Transitioning to microservices has many advantages for teams building large applications, particularly those that must accelerate the pace of innovation, deployments, and time to market. Microservices also provide technology teams the opportunity to secure their applications and services better than they did with monolithic code bases.
Zero-trust security provides these teams with a scalable way to make security fool-proof while managing a growing number of microservices and greater complexity. That’s right. Although it seems counterintuitive at first, microservices allow us to secure our applications and all of their services better than we ever did with monolithic code bases.

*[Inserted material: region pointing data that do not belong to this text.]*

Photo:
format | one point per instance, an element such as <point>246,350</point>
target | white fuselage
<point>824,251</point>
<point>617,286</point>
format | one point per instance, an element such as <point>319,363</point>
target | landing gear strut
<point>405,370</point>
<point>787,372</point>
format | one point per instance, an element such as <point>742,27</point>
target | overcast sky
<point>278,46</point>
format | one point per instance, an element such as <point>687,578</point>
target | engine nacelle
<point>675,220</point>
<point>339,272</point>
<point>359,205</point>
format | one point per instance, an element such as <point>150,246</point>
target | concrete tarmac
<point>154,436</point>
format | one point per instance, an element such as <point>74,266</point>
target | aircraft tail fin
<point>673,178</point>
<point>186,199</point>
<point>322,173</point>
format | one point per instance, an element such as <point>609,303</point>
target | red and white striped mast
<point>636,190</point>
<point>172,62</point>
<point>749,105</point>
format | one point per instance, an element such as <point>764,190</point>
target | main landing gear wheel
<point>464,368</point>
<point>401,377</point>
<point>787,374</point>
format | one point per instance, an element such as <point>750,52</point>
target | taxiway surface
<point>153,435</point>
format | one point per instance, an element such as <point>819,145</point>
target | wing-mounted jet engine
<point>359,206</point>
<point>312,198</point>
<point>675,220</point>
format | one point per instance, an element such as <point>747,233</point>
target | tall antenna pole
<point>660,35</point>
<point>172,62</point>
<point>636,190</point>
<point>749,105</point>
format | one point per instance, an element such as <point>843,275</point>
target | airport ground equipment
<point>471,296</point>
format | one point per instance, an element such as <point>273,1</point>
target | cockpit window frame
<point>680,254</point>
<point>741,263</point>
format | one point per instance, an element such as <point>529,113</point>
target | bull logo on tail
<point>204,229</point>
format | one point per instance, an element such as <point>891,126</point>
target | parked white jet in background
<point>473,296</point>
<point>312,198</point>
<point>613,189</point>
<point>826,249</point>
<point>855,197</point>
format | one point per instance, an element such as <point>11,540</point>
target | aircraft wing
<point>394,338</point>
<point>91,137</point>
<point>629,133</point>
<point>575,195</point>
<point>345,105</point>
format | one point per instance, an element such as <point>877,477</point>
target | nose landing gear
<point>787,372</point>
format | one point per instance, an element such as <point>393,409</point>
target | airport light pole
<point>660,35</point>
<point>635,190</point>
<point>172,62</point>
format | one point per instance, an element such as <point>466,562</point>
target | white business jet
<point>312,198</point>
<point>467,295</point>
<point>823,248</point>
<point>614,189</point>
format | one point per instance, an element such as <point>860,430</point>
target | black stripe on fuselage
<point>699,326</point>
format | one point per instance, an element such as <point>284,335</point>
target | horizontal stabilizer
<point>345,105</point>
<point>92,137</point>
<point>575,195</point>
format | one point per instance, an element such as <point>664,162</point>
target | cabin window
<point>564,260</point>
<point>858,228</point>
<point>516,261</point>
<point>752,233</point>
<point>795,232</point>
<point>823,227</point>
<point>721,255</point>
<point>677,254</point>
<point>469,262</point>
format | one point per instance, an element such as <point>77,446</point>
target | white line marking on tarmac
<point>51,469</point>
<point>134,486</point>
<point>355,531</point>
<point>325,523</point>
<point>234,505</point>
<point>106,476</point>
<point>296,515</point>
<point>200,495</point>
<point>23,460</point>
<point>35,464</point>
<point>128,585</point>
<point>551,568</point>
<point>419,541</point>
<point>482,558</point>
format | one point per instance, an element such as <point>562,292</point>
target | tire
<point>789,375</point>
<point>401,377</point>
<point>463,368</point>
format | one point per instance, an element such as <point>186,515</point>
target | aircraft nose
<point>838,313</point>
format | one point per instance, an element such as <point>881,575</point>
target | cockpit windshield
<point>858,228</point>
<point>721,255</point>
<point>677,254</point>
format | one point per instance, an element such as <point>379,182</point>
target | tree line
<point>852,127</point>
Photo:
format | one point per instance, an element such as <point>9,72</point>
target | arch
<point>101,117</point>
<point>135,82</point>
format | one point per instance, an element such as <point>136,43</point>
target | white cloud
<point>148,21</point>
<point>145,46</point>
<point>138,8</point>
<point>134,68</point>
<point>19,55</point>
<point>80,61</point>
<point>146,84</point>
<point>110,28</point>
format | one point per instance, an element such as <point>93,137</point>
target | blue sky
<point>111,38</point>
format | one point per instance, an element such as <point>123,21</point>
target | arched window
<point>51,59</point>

Failure to seize that opportunity will result in non-secure, exploitable, and non-compliant architectures that are only going to become more difficult to secure in the future.
Let’s understand why we need zero-trust security in microservices. We will also review a real-world zero-trust security example by leveraging the Cloud Native Computing Foundation’s Kuma project, a universal service mesh built on top of the Envoy proxy.
Security before microservices
In a monolithic application, every resource that we create can be accessed indiscriminately from every other resource via function calls because they are all part of the same code base. Typically, resources are going to be encapsulated into objects (if we use OOP) that will expose initializers and functions that we can invoke to interact with them and change their state.
For example, if we are building a marketplace application (like Amazon.com), there will be resources that identify users and the items for sale, and that generate invoices when items are sold:
Typically, this means we will have objects that we can use to either create, delete, or update these resources via function calls that can be used from anywhere in the monolithic code base. While there are ways to reduce access to certain objects and functions (i.e., with public, private, and protected access-level modifiers and package-level visibility), usually these practices are not strictly enforced by teams, and our security should not depend on them.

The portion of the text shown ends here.